Here, it is given that the arrival time of bus is uniformly distributed between $10 - 10.30 \text{a.m.}$

A passenger arrives at the bus stop at $10 \text{a.m}$.

Let $X$ be the random variable that represents the person's waiting time in the bus stop.
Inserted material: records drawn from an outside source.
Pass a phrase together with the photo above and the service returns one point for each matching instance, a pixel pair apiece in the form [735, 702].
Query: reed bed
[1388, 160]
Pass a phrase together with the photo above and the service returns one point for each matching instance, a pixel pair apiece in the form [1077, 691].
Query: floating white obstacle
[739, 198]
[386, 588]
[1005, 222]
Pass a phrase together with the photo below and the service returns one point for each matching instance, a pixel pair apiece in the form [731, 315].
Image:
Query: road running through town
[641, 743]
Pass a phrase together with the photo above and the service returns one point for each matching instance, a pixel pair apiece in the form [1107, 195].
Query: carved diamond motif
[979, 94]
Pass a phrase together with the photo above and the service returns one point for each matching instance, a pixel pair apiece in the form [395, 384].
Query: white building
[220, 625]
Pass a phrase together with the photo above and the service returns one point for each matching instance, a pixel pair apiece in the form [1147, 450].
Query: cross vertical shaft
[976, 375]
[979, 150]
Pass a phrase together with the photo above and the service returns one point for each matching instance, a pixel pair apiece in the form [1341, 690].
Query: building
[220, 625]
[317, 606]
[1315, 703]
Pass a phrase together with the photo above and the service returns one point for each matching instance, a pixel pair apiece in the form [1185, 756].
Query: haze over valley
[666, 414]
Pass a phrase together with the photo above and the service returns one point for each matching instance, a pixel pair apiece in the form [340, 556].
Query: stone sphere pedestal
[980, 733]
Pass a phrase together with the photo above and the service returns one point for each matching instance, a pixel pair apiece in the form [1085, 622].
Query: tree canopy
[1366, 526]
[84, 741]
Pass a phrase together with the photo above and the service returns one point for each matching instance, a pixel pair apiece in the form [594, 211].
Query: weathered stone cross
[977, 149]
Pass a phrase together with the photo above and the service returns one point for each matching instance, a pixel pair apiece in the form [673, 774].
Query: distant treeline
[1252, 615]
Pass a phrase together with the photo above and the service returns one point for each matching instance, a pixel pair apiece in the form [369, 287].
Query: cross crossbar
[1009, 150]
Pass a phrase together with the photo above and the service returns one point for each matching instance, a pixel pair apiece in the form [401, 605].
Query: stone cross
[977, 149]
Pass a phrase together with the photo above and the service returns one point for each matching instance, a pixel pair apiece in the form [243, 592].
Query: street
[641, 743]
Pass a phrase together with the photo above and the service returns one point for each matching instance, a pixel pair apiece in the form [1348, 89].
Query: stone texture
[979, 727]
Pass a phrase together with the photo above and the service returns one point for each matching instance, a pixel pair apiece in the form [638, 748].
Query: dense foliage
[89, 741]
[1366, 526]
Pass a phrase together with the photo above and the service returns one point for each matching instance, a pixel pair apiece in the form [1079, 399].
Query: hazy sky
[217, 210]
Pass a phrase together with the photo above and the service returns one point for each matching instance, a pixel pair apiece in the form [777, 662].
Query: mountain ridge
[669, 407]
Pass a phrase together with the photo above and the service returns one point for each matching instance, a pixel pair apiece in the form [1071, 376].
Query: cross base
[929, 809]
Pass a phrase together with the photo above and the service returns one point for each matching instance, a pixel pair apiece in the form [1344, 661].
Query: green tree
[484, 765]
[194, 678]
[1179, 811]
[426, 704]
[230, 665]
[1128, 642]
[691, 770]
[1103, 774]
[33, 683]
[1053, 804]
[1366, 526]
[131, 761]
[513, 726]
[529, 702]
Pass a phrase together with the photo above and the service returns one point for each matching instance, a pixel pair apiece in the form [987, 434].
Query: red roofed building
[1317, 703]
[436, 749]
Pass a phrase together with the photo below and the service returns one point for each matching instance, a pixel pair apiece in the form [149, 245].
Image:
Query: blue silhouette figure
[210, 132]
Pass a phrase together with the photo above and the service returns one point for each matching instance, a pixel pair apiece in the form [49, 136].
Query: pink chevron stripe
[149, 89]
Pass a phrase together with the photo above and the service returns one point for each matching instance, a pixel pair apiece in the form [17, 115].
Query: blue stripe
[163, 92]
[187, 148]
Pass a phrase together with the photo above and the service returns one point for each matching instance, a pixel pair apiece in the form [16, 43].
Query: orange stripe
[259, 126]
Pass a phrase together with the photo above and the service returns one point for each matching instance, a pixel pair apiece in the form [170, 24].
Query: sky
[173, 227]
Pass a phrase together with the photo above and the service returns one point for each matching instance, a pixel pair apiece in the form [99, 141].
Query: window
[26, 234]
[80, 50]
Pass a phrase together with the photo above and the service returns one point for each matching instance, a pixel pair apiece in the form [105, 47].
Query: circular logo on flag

Then the probability density function is given by:

$f\left(x\right)=\frac{1}{b-a}=\frac{1}{30}$

$$\begin{gathered} P(X>10) = {\int }_{10}^{30}f\left(x\right) dx \\ ={\int }_{10}^{30}\frac{1}{30} dx \\ =\frac{1}{30}{\left(30\right)}_{10}^{30} \\ = \frac{1}{30}\left(30-10\right) \\ =\frac{2}{3} \end{gathered}$$

Therefore, the probability that the waiting time of passenger will be more than$10$ minutes is $\frac{2}{3}$.

The probability will be:

$P\left(X\ge 25 \overline{)X>15}\right) = \frac{P(25\le X\le 30)}{P(X>15)}$

$$\begin{gathered} =\frac{{\int }_{25}^{30}f\left(x\right) dx}{{\int }_{15}^{30}f\left(x\right) dx} \\ =\frac{{\int }_{25}^{30}{\displaystyle \frac{1}{30}} dx}{{\int }_{15}^{30}{\displaystyle \frac{1}{30}} dx} \\ =\frac{{\left[{\displaystyle \frac{1}{30}}\right]}_{25}^{30}}{{\left[{\displaystyle \frac{1}{30}}\right]}_{15}^{30}} \\ =\frac{{\displaystyle \frac{1}{30}}\left(30-25\right)}{{\displaystyle \frac{1}{30}}\left(30-15\right)} \\ =\frac{1}{3} \end{gathered}$$

Therefore, the probability that the waiting time of passenger will be at least additional $10$ minutes is $\frac{1}{3}$.